Галина промолчала. Достала тарелки из сушилки, расставила на столе. Две глубокие, одна мелкая для хлеба. Двадцать лет одни и те же тарелки, белые с синей каёмкой, три штуки из набора давно разбились, но она не покупала новые. Привыкла к этим.

— Галь.

— Что?

— Я серьёзно спрашиваю. Ты каждые выходные к ней ездишь. Каждые.

Она поставила хлебницу между тарелками и села напротив.

— Она одна живёт, Вить. Ей семьдесят два года.

— А у нас что, не жизнь?

Он наконец поднял глаза. Серые, с коричневыми крапинками у зрачка. Когда они познакомились, ей казалось, что у него самые необычные глаза из всех, что она видела. Сейчас она заметила только красные прожилки на белках и припухшие веки.

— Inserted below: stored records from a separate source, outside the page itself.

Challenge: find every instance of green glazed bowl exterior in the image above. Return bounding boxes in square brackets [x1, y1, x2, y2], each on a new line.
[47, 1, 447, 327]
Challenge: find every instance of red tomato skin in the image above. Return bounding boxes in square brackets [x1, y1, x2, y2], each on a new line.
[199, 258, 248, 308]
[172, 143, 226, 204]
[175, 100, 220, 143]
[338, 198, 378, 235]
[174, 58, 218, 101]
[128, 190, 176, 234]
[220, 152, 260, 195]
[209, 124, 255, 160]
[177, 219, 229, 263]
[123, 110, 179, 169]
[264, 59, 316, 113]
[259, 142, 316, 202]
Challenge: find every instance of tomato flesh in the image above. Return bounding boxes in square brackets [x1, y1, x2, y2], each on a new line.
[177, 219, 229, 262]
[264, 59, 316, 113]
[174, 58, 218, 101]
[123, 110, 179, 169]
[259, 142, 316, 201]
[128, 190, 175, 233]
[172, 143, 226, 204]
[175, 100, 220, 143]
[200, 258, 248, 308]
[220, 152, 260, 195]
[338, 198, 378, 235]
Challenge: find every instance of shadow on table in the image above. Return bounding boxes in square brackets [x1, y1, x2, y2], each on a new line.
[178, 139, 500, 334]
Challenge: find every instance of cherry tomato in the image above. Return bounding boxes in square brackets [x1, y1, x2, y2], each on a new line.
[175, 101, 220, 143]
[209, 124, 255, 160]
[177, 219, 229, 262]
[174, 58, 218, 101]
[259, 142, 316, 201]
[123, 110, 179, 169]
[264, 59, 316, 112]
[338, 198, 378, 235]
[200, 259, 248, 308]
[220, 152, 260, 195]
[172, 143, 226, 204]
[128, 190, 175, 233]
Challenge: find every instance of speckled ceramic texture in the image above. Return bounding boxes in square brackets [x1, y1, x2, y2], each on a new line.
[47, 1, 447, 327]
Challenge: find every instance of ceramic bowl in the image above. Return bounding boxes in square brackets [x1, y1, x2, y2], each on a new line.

— Я же не на неделю уезжаю. На полдня.

— Полдня в субботу. Полдня в воскресенье, когда она звонит и говорит, что забыла, куда положила карточку. Вечер во вторник, потому что ей одиноко. И я сижу тут один.

Галина хотела сказать, что он не один, что он сидит в квартире с телевизором, с холодильником, полным еды, с горячей водой и работающим краном. Но не сказала. Налила ему рассольник и подвинула тарелку.

В воскресенье она поехала к матери.

Зинаида Павловна открыла дверь в домашнем халате, вылинявшем до неопределённого цвета между голубым и серым. Ростом она была Галине по плечо, сто пятьдесят четыре сантиметра, и с каждым годом, казалось, ещё немного оседала, как дом на слабом фундаменте.

— Разувайся, я полы мыла.

В квартире пахло хлоркой и варёной картошкой. Галина прошла на кухню. Кран действительно капал: медленно, с паузами, будто раздумывал.

— Мам, тут прокладку надо менять. Я в прошлый раз говорила.

— Так поменяй.

— Мам, надо сантехника вызвать. Нормального.

— Я чужих в дом не пущу.

Этот разговор повторялся каждые два месяца. Галина открыла тумбочку под раковиной, достала разводной ключ, который она сама же сюда и положила полгода назад, и полезла разбираться. Колени упёрлись в холодный кафель. Пальцы намокли сразу, и она вытерла их о джинсы.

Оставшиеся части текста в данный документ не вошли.